Este fin de semana he aprendido algo que ya sabía pero que no siempre recuerdo. No es conveniente vivir lo que aún no ha llegado. Hay momentos futuros que nuestra cabeza se empeña en perfilar y colorear antes de que estos lleguen.

La semana pasada pinté el fin de semana próximo.

Íbamos a Puerto Lopez, una pequeña localidad en la costa del Pacifico, famosa porque en esta época, por lo que sea, las ballenas se acercan a sus aguas para cortejarse, aparearse y parir a sus crías.

Pinté un fin de semana muy especial, soleado, con horas de hamaca y playa, aguas templadas y la cámara de fotos muy cerca para captar coloridas instantáneas que compartir en redes. Me imagine probando la comida Manabí, a base de pescado y sabrosas salsas, y me imagine luciendo un sombrero panamá recién adquirido en Jipijapa. Todo muy placentero.

Pues, aparte de las ballenas que cumplieron con su programa de apariciones esporádicas y juegos sobre el agua, nada fue como esperaba.

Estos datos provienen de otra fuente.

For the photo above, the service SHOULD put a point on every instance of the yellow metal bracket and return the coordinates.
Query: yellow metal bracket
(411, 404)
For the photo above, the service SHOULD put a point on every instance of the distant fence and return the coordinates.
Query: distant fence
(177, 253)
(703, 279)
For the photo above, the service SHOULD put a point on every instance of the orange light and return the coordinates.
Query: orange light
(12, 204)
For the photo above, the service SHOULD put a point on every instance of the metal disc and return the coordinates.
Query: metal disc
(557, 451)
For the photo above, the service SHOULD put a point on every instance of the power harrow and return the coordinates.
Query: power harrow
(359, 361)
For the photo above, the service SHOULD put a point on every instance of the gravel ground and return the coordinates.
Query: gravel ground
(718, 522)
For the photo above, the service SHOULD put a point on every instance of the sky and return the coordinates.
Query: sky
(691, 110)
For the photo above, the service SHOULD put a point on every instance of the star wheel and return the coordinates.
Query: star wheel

Tres días sin un rayo de sol que echarse a la espalda, con una temperatura que pedía más una rebequita que un bañador, lluvia matinal que embarraba las calles de tierra, muy comunes en los pueblos de la costa, y una escasa oferta de comida Manabí. 

Solo llevaba unas horas en Puerto Lopez y ya había desaparecido el cuadro que había pintado con tanto esmero, para transformarse en un lienzo improvisado donde la realidad se dibuja con pinceles y colores que iba encontrando por el camino.  

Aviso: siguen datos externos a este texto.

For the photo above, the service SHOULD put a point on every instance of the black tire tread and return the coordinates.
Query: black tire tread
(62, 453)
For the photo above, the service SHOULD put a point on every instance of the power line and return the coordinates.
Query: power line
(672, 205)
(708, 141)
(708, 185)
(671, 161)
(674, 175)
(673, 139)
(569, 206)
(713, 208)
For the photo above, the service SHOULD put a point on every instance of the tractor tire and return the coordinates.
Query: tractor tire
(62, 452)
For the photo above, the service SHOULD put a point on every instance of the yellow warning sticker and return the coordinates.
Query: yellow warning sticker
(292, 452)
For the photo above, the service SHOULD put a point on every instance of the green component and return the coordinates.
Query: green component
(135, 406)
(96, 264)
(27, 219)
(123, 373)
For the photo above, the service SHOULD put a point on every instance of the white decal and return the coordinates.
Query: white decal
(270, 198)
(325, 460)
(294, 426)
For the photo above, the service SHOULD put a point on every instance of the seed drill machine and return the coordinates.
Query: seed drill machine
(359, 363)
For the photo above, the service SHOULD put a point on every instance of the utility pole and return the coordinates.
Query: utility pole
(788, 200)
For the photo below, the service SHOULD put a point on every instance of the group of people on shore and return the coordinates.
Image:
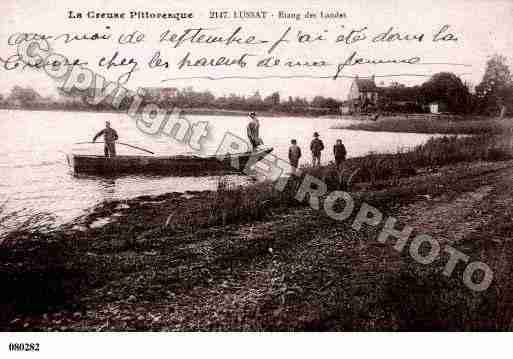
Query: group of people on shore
(316, 147)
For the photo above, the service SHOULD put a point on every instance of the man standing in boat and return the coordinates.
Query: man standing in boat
(253, 130)
(109, 137)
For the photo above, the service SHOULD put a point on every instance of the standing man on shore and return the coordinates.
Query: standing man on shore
(110, 137)
(316, 146)
(253, 131)
(339, 151)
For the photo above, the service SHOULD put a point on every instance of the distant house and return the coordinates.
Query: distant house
(363, 94)
(160, 93)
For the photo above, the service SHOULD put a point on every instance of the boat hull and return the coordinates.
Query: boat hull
(172, 165)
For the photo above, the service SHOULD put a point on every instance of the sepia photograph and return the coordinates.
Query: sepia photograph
(292, 166)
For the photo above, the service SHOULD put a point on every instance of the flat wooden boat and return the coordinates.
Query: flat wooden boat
(181, 165)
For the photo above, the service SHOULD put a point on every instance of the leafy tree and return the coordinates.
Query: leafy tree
(496, 88)
(273, 99)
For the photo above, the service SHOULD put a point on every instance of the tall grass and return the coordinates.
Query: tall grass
(435, 152)
(432, 126)
(234, 203)
(21, 224)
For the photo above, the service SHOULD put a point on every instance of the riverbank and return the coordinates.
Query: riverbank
(416, 124)
(258, 259)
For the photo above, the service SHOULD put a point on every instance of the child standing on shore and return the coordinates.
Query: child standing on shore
(316, 147)
(294, 155)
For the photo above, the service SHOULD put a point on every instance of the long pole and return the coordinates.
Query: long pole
(121, 143)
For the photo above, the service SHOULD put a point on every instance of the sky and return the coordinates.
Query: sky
(483, 28)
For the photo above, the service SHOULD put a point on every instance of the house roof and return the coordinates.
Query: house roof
(366, 85)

El caso es que, a pesar de todo, el dibujo gastronómico no salió del todo mal. Bajo la premisa de comer siempre con platos de la zona, y ante la poco variada oferta de comida manabita, hicimos excepción a la regla y nos metimos en el único restaurante español de Puerto Lopez. “Sabor Español” se llamaba, y reunía todos los elementos de un “tipical spanish restaurant”, manteles de lunares, música flamenca, paella valenciana y sangría, esas cosas que acercan a guiris y autóctonos y alejan a hispanos. Pero comimos bien, uno de los mejores platos de pescado desde que comenzó esta aventura andina.  


Tenemos una teoría sobre esto, y es que aquí, en Ecuador, no gusta mucho el sabor del pescado y por eso lo rebozan, lo empanan o lo esconden bajo jugosas salsas. Los españoles no lo hicieron así y disfrutamos del sabor indisimulado de una corvina, que hacia unas pocas horas estaba nadando tranquila en las aguas del pacifico sin olerse la tostada.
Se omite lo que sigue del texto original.